In the age of Panda, you don’t want to be the site with countless thin content pages. The “Min Content/HTML Ratio” section will show you which pages have a relatively low volume of content. This is a great metric for finding low contest pages to address. You can use the Deeprank and Level metrics to prioritize.
Broken Pages Driving Traffic
This is a great source for quick wins. Here you can find broken pages that people are finding. Since these pages are driving traffic you’ll want to fix them ASAP (and there is a share link function that will make it easy to share with developers or stake holders). Fix these URLs before the web admin deletes the link and/or the URL slides off the search index.
Like the “Broken Pages Driving Traffic” report/metric, this leverages the data from Google Analytics in order to find areas of opportunity. Here you can find pages with are receiving Google organic traffic but not internally linked. These pages represent quick wins and ideal candidates for internal linking.
Crawl Source Analysis Gap
This section will show pages which are being visited and yet aren’t internally linked. It will also show which pages are driving traffic. This is another great place to find ideal internal linking sportiness. It’s worth noting that in version 2 you can include up to 5 sources in any one crawl:
- Any analytics
- URL lists
To get a really thorough gap analysis to suss out any missed opportunities, I suggest incorporating sitemaps, analytics and backlinks into your website crawl. You can sync your Google Analytics account(s) and have 7 or 30 days worth of data involved. Or, you can manually upload up to 6 months of data from either GA or Omniture (or whatever analytics you use) to dive even deeper and factor in your historical data.,
While Deep Crawl isn’t the only crawler tool that allows you to find custom values, what it does do is give you 10 friends of custom extractions. You can use these to find specific instances not included in the default craw;l report, and DeepCrawl can essentially double up as a scraping tool so you can drill down and find exactly what you’re looking for. These can include Google Analytcis (or Webtrends, Omniture, Nielsen, Yahoo! Web Analytics, Statcounter, Woopra, Hitbox, etc) tracking code, missing ALT tags, schema.org markup (and other classes of rich snippets).

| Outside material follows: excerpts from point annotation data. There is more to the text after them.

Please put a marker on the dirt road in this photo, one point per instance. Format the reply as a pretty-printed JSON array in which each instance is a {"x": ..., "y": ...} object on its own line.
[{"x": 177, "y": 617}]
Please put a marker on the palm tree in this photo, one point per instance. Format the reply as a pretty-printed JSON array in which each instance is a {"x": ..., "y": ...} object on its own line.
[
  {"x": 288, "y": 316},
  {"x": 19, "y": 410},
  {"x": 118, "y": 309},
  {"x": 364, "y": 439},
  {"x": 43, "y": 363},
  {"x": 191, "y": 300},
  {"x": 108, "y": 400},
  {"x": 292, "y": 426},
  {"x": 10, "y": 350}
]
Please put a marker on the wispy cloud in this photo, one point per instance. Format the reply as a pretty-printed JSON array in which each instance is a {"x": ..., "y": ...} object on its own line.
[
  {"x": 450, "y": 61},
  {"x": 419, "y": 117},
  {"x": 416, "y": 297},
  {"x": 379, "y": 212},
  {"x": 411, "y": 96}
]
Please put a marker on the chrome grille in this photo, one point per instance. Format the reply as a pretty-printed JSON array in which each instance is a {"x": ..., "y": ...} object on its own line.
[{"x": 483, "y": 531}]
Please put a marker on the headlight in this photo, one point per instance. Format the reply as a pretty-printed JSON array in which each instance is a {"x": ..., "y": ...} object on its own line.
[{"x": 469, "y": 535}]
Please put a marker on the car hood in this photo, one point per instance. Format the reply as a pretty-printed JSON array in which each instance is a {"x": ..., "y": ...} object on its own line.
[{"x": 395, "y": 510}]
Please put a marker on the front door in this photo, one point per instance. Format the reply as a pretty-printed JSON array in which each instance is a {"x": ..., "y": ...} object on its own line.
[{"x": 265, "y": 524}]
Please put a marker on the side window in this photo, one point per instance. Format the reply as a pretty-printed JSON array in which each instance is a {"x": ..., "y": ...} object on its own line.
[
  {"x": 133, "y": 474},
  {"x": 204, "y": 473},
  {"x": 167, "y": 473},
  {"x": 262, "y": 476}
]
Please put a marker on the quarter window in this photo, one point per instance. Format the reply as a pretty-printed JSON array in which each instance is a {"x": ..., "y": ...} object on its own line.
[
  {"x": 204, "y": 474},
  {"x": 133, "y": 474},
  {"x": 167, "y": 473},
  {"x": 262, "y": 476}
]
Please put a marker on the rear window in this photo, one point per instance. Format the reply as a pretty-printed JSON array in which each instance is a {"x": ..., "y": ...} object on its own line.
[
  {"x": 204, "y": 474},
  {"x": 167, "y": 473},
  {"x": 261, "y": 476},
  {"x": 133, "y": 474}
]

Huge Export! Perfect for R Studio!
Perhaps my favorite aspect of Deep Crawl is the huge data set you can export. It might seem overwhelming at first but with the right filters you can gleam some super valuable data with some filtering. While you can certainly do this in Excel (and all DeepCrawl data can be downloaded to Excel, alongside pdfs/pngs etc), the huge data set makes for a perfect excuse to this in R Studio (especially if you’re exporting hundreds of thousands or even millions of URLs).
# create a function (in this case, called "clientsiteurls") as a date frame of your DeepCrawl export.
# Create another function based on a subset that filters for rows with a certain number of reported visits in Google Analytics but low internal linking on your site.
seoopps<-subset(clientsiteurls, ga_visits >= 1000 & deeprank<=5)
# View your new "siteopps"date frame in a rows and columns format
# Write your new, filtered data frame to CSV file named "clientseowins.csv"
write.csv(siteopps, file = "clientseowins.csv")
This is just a small sample of the sort of insights you can get from DeepCrawl.